Lisa Schreibersdorf, a Brooklyn Defense Services attorney representing Harris, said New Yorkers with mental illness get good treatment in hospitals, but the city does not have adequate health care for patients once they get out. She said mentally ill people struggle to find affordable housing and reliable treatment options after discharge and are picked up by the shelter system— or worse, by the police.
“We pretty much drop them off a cliff,” she said.
In 2017, Mayor Bill de Blasio and his wife, Chirlane McCray, launched Thrive NYC, an initiative aimed at improving mental-health services in the city.

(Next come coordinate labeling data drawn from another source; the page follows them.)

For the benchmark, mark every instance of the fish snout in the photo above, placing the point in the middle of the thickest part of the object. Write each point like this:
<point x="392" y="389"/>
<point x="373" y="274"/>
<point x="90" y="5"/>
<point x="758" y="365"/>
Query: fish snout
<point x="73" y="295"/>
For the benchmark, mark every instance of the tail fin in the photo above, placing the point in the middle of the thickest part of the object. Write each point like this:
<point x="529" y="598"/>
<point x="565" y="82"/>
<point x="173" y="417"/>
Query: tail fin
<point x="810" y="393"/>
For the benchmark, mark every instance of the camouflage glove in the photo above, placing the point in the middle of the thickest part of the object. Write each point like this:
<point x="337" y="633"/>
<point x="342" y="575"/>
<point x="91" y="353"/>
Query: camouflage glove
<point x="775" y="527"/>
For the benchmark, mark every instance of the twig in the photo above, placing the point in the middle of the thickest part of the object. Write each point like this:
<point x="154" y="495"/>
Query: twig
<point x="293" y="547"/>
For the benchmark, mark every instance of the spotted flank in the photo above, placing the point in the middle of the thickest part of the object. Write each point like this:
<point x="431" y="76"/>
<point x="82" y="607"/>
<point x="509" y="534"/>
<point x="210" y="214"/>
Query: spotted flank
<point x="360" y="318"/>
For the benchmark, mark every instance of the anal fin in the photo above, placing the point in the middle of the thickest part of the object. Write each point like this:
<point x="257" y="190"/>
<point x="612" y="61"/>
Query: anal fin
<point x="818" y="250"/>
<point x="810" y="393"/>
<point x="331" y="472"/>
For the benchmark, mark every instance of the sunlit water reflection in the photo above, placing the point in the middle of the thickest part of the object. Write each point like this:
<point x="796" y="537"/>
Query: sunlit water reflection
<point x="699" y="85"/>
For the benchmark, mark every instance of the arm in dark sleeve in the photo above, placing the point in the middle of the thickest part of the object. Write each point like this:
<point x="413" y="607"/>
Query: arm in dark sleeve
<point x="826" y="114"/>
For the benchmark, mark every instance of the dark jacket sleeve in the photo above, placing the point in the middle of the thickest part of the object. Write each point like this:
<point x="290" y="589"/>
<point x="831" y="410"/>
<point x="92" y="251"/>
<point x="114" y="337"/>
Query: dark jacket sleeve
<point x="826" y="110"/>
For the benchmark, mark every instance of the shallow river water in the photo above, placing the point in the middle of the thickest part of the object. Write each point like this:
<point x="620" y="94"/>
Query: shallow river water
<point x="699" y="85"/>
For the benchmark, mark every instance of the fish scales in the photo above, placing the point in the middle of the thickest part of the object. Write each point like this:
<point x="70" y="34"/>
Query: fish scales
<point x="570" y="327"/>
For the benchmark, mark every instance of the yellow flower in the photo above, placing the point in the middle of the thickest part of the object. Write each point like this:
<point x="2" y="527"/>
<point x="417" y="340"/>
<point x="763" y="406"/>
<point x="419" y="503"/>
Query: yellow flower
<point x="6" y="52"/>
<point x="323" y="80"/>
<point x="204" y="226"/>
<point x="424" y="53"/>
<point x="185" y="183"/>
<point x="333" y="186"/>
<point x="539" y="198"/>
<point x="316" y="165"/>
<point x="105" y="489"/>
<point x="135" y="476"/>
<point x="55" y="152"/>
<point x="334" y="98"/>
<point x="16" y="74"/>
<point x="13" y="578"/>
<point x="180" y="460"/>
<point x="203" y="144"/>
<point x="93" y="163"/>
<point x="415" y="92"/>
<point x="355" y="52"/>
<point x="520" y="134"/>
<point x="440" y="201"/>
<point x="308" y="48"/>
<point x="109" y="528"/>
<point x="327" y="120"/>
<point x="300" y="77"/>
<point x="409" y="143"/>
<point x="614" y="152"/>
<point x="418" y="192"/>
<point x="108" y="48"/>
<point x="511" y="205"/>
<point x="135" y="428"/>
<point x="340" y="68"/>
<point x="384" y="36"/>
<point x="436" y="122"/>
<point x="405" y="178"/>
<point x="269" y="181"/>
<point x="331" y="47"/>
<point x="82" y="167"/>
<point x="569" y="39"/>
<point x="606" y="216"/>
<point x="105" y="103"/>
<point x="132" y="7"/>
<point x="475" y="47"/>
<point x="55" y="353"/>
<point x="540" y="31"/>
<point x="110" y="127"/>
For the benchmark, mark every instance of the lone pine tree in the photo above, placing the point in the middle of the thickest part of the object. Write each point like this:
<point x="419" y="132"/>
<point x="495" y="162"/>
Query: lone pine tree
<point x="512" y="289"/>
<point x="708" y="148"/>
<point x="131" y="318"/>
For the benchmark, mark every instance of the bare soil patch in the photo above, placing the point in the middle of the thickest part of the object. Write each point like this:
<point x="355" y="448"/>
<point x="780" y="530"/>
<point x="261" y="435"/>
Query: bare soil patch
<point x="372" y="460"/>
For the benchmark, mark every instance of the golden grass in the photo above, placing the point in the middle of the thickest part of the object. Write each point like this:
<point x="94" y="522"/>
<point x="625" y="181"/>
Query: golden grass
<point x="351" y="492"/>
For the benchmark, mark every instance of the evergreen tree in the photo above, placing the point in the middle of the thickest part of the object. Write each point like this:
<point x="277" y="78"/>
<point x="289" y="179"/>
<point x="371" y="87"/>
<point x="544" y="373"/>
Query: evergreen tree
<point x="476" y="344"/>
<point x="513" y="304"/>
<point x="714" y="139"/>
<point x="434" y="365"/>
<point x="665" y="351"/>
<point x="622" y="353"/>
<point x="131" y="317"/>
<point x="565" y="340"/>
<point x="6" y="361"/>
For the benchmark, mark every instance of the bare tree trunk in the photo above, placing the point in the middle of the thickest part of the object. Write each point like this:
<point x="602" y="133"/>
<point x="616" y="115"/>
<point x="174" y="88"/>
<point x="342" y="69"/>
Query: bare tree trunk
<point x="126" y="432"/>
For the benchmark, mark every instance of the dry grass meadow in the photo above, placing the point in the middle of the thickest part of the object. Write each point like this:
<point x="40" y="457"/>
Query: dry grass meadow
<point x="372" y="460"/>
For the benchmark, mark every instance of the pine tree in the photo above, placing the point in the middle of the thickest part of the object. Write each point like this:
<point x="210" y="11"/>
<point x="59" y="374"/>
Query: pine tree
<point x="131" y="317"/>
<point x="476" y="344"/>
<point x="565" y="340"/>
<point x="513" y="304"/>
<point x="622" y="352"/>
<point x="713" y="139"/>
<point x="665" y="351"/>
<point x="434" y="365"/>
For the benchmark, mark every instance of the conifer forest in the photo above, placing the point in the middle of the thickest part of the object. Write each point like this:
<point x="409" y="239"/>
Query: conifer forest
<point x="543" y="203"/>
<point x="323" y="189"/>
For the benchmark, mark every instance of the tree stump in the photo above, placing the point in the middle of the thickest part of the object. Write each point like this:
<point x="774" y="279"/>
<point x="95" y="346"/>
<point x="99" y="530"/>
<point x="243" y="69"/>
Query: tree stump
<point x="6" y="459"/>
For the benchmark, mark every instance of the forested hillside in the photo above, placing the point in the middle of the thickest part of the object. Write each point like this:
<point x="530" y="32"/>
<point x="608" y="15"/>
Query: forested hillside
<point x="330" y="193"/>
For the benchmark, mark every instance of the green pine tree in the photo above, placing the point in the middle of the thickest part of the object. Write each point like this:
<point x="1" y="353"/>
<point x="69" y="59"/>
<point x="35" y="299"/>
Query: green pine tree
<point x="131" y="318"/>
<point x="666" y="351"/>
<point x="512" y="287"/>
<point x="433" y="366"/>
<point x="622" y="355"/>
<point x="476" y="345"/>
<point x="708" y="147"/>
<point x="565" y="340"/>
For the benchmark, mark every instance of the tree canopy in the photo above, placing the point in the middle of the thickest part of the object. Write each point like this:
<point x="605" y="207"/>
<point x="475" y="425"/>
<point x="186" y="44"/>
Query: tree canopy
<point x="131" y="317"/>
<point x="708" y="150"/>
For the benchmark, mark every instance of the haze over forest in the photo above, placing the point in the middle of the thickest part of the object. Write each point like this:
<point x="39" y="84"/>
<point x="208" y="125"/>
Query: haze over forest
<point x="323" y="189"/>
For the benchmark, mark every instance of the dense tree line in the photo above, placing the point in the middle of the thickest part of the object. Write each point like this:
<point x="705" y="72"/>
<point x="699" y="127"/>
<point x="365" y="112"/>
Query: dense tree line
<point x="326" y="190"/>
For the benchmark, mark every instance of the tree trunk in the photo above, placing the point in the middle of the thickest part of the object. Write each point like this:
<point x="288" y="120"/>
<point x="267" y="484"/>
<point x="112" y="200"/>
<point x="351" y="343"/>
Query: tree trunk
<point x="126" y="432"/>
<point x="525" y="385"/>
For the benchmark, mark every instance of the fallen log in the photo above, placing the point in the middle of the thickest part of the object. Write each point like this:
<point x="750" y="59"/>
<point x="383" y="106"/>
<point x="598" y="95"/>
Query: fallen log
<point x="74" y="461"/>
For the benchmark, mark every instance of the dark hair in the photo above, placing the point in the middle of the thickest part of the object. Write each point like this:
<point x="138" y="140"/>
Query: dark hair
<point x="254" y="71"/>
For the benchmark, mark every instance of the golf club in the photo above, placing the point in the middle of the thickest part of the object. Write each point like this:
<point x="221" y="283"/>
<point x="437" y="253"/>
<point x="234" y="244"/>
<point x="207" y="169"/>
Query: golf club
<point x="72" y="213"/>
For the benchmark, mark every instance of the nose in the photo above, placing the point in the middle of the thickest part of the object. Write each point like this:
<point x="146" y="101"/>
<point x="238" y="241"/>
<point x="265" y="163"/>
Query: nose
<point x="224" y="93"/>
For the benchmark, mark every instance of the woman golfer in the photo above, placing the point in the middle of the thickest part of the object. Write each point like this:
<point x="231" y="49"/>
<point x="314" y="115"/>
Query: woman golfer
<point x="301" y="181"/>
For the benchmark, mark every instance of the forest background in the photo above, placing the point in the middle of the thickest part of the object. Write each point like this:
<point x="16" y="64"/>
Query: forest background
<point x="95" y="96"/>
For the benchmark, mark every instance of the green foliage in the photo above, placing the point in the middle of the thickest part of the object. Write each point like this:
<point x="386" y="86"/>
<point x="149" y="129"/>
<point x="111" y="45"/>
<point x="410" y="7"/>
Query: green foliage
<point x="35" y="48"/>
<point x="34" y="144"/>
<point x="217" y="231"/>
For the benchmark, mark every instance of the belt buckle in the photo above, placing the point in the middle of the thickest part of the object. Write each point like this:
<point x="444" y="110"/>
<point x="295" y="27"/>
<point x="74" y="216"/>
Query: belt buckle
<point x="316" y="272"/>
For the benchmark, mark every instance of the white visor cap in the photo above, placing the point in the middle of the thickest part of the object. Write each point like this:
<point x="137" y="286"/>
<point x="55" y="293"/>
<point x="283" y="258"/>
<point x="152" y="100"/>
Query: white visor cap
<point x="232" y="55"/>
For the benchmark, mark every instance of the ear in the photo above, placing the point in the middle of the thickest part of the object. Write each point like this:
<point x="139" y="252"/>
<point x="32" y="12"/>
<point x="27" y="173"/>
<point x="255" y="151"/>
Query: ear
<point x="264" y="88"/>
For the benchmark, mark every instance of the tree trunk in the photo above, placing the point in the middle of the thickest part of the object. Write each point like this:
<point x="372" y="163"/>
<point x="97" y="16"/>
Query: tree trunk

Thrive has a $242.8 million budget, but critics say the initiative focuses too little on people with serious mental illness. For example, a significant chunk of the budget goes to school social workers and other referral services that don’t directly provide treatment.
“The ability to get care in New York City is inversely related to need,” said D.J. Jaffe, executive director of a group called Mental Illness Policy Org. “The least seriously ill go to the head of the line, and the most seriously ill go to jails, shelters, prisons and morgues.”
Mental-health experts and advocates stressed that the vast majority of mentally ill people never become violent, and in fact, are more likely to experience violence themselves. In a statement, a city official denied that a high concentration of psychiatric hospitalizations in Crown Heights is contributing to recent anti-Semitic violence.
“While hospitalizations may be elevated in a certain neighborhood, it should not be equated with incidents of crime,” Department of Health and Mental Hygiene spokesperson Patrick Gallahue said in an email.
In the Crown Heights area, more than thirty percent of residents are using at least half their paychecks to pay rent, according to American Community Survey data. The climbing cost of living in Crown Heights leaves few affordable transitional housing for people leaving one of the neighborhood’s 13 shelters, three of which opened in 2017. Crown Heights hosts about 1,800 people in its shelters, most of which serve families with children.
About 25 percent of the country’s homeless population is seriously mentally ill, according to a 2015 assessment by the U.S. Department of Housing and Urban Development.
Schriebersdorf, of Brooklyn Defense Services, says people with recent criminal history can end up in homeless shelters because their records can make them ineligible for public housing, which perpetuates the cycle of instability, exacerbating symptoms that might lead to crime.
“They need to be in a structured, stable place so that they can get the treatment that they need,” she said.
Correction, January 13, 12:23 p.m.: An earlier version of this story stated that there were 229 anti-Semitic hate crimes in 2019 and 185 in 2018.